调用Visualizer工具生成以下内容:
  1. 指标卡片行 —— 每一轮的估值、每一轮的ARR、每一轮的倍数、压缩比例
  2. 折线图 —— 公司ARR倍数随时间变化趋势 vs SaaS行业宏观中位数
  3. 柱状图 —— 估值增长 vs ARR增长 vs 倍数变化(分解)
  4. 对比栏 —— 公司估值压缩幅度与2-3家同行可比公司(Vercel、Netlify、Fastly或同赛道同行)的对比
  5. 原因归因表 —— 内嵌在文字说明中,标注每个影响因素的等级(主要/次要/不适用)
设计规范:正向/增长类数据使用蓝绿色,压缩/负向数据使用珊瑚色,宏观基准使用灰色,估值数据使用蓝色。全程遵循CSS变量系统。

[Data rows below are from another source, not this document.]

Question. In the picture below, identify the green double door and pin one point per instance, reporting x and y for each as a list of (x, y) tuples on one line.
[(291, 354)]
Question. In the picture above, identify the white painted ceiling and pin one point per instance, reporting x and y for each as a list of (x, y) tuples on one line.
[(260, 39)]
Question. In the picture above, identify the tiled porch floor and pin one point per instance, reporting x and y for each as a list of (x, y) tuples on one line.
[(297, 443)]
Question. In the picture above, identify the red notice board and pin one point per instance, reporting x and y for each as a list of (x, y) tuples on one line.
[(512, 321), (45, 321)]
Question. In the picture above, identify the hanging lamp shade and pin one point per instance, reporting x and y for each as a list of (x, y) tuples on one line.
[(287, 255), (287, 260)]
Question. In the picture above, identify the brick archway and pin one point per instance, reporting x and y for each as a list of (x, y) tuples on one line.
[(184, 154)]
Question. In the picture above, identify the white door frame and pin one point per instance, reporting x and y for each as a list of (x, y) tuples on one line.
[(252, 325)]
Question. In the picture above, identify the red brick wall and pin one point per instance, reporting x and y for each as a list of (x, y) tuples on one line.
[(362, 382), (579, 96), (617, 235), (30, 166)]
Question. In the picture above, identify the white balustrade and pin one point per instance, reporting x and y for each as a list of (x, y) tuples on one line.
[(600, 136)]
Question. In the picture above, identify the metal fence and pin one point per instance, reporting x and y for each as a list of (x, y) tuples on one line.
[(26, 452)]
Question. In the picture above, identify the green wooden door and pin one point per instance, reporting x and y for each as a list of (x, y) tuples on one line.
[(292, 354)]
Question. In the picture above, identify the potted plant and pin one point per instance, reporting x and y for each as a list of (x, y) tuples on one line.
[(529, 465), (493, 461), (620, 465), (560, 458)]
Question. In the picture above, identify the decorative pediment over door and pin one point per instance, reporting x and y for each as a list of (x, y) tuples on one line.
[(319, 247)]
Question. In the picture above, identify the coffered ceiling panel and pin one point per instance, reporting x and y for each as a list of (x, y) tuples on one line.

6. Write the Prose Summary

6. 撰写文字总结

Structure as:
  1. One-sentence verdict — e.g., "Multiple compressed 36% but ARR grew 5x, so absolute valuation rose 3.8x."
  2. Primary cause — the #1 factor explaining compression
  3. Narrative premium/discount — AI story, category leadership, or lack thereof
  4. Comparable context — how does this company's compression compare to peers?
  5. Forward implication — what would need to be true for the multiple to expand at next round?

结构如下:
  1. 一句话结论 —— 例如:「倍数压缩了36%,但ARR增长了5倍,因此绝对估值上升了3.8倍。」
  2. 核心原因 —— 解释估值压缩的首要因素
  3. 叙事溢价/折价 —— AI叙事、赛道地位或相关缺失的影响
  4. 同行对比背景 —— 该公司的压缩情况和同行相比处于什么水平?
  5. 未来启示 —— 下一轮融资要实现倍数扩张需要满足什么条件?

Output Format

输出格式

Always produce:
  • Inline visualization (Visualizer tool) — comes first
  • Prose summary (5–8 sentences) — follows the visualization
  • Optional: flag data confidence level if ARR had to be estimated

必须包含以下内容:
  • 内嵌可视化图表(调用Visualizer工具) —— 放在最前面
  • 文字总结(5-8句话) —— 接在可视化图表之后
  • 可选:如果ARR是估算值,标注数据置信度和误差范围

Known Benchmarks & Comparables (pre-loaded)

预设基准与可比公司

Use these as context when search results are thin or for the comparison chart.
CompanyRound pairEarlier multipleLater multipleCompression %Primary cause
VercelD → E (2021→2024)~140x~32x-77%ZIRP unwind + growth decel
WorkOSB → C (2022→2026)~105x~67x-36%Partial ZIRP unwind; defended by AI narrative
NetlifyB → stalled (2021→?)~90xN/AN/ANo new round; AI narrative absent
FastlyPublic (2021 peak→2024)~35x rev~3x rev-91%No AI pivot, growth decel
StripePrivate; est. flat/compressed 2021→2023 down round
HashiCorpAcquired by IBM 2024Acq at ~8x ARR vs ~40x peak

当搜索结果不足或是制作对比图表时,可使用以下内容作为参考:
公司轮次对前期倍数后期倍数压缩比例核心原因
VercelD → E (2021→2024)~140x~32x-77%ZIRP泡沫消退+增长减速
WorkOSB → C (2022→2026)~105x~67x-36%部分ZIRP泡沫消退,AI叙事支撑估值
NetlifyB → 停滞 (2021→?)~90xN/AN/A无新融资,缺乏AI叙事
Fastly公开市场 (2021峰值→2024)~35x营收~3x营收-91%无AI转型,增长减速
Stripe私有;估算2021→2023年估值持平/压缩,存在降价融资
HashiCorp2024年被IBM收购收购价约为8x ARR,峰值时约为40x ARR

Edge Cases

边缘情况处理

  • Down round: Multiple and absolute valuation both dropped. Note dilution implications.
  • No public ARR: Use customer count x estimated ARPC, and label as estimate with +/- range.
  • Single round only: Compute multiple vs sector median for that date; can't do compression analysis. Explain this.
  • Pre-revenue: Use forward ARR or GMV multiple if applicable; note the different basis.
  • Acqui-hire / strategic acquisition: Acquisition price often reflects strategic premium or distress, not pure ARR multiple — flag this.
降价融资: 倍数和绝对估值均下降,需标注股权稀释影响。 无公开ARR: 使用客户数×估算ARPC计算,标注为估算值并给出误差范围。 仅有单轮融资数据: 计算该轮倍数和同期行业中位数的对比,无法执行压缩分析,需明确告知用户。 未产生收入: 适用情况下使用前瞻性ARR或GMV倍数,标注计算基准不同。 人才收购/战略收购: 收购价格通常反映战略溢价或困境折价,而非单纯的ARR倍数,需特别标注。